Record breaking Perovskite solar cells may soon replace their silicon based counterparts. Scientists have solved a problem resulting from thermal instability and are now attempting to extend their lifespan.

Solar panels made of Perovskite – a compound of Cadmium, Titanium and Oxygen hold much promise for the future of solar power. A type of thin film solar panel spotted with a series of tuneable bandgaps that allow the absorption of light across a large range of electromagnetic wavelengths – Their record breaking power conversion efficiency of 23%+  rivals that of mainstream silicon based solar panels.

 

Image result for perovskite structure catio3

Perovskite structure. Red: O2, Large Blue: Ca2+, Small Blue: Ti4+

 

The best Perovskite solar cells contain bromide and methylammonium unfortunately these compounds are also what make the panel unstable. So scientists replaced methylammonium with another compound called formamidinium (FA).

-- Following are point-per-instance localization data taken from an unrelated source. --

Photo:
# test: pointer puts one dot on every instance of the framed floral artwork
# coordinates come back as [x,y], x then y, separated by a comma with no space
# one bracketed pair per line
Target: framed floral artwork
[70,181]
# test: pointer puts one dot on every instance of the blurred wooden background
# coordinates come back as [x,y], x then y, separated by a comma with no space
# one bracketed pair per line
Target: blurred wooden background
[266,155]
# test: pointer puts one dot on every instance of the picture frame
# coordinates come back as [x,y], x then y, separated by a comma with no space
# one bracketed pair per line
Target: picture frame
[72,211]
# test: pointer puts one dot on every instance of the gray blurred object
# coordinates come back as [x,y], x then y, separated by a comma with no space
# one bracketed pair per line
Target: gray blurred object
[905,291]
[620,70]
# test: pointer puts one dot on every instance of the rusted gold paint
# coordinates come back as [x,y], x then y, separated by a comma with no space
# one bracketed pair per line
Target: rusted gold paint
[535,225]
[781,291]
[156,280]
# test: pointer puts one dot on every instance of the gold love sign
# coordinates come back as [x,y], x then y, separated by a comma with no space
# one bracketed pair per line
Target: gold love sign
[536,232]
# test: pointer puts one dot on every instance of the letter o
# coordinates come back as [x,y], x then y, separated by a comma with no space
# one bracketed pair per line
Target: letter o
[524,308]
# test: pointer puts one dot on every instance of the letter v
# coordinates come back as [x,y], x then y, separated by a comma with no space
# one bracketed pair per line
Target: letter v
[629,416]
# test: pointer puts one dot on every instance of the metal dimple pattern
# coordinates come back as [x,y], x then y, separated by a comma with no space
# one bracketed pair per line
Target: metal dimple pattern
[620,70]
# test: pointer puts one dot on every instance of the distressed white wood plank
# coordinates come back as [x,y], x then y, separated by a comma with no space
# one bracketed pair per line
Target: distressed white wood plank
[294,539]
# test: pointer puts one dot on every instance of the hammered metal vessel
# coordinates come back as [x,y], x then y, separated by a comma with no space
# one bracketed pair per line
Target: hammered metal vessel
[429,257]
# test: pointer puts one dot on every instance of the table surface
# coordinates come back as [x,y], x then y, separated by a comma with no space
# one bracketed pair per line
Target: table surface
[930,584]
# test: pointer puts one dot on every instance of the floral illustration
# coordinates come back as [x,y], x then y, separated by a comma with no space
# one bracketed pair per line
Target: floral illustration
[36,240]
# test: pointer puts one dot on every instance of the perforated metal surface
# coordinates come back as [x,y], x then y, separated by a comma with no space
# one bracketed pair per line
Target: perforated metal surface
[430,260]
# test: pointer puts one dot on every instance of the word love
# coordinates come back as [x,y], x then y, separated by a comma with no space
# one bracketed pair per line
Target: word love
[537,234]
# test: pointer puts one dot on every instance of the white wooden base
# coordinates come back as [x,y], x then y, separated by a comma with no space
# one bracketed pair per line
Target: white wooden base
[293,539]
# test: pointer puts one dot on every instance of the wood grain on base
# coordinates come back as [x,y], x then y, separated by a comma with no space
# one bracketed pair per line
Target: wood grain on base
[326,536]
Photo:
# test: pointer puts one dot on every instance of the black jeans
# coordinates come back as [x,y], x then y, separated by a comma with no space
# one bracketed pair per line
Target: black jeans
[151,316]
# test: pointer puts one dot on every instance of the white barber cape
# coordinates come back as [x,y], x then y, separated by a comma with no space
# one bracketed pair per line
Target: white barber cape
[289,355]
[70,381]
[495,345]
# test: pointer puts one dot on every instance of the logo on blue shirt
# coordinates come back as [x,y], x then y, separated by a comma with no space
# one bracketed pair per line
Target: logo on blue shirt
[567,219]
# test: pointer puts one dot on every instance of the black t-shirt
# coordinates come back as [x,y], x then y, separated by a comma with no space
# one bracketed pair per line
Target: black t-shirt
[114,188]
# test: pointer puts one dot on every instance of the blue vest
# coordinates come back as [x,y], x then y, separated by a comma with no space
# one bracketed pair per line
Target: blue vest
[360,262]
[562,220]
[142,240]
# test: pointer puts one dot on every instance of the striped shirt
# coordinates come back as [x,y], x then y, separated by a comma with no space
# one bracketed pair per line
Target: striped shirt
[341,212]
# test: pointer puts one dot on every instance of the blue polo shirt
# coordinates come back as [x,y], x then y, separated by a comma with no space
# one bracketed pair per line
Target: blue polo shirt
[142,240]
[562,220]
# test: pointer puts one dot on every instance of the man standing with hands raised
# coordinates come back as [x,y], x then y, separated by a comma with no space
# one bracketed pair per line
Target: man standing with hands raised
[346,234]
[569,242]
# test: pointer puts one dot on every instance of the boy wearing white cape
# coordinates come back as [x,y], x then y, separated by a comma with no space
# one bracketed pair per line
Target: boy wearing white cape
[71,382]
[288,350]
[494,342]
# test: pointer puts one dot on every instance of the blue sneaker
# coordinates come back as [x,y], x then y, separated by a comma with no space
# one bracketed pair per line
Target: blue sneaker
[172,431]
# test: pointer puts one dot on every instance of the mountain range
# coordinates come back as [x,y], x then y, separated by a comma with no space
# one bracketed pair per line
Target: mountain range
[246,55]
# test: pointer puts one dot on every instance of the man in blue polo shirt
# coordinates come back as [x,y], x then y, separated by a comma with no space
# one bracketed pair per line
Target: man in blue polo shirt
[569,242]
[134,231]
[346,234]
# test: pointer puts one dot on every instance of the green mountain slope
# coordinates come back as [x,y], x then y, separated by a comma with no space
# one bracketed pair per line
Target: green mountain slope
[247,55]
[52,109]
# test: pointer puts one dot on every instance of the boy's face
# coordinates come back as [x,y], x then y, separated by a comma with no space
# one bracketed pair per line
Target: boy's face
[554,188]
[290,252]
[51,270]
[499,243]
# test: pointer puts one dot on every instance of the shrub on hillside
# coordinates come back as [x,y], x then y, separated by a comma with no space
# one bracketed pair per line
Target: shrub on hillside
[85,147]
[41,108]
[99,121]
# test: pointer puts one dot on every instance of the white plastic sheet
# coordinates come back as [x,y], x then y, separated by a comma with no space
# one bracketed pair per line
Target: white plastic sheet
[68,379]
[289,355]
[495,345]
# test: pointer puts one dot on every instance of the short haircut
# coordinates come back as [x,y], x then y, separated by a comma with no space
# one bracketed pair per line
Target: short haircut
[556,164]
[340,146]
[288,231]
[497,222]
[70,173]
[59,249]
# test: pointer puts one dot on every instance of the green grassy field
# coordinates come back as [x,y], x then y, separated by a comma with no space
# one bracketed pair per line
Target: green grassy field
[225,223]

Unfortunately this created a new problem.  FA begins to produce an unusable “yellow phase” at room temperature, while the useful black phase remains out of reach at high temperatures.

So, Researchers led by Michael Saliba of the Adolphe Merkle Institute and Anders Hagfeldt of the Ecole Polytechnique Fédérale de Lausanne replaced the Bromine with Iodine and methylammonium with a mix of Rubidium and Caesium in order to bring down the useful Black phase for operation at room temperature. This seemed to do the trick and the panels are now sitting at a power conversion efficiency of 20.35% – a record for non methylammonium based solar cells.

The study was published in Science 10.1126/science.aat3583

However, since Perovskite solar cells only last around 100 hours they’re not quite ready for commercialization. Now scientists will work towards extending their lifespan.  “This is obviously not long enough for practical applications, so we need to extend this to over 10 000 hours or even 100 000 hours,” he tells Physics World.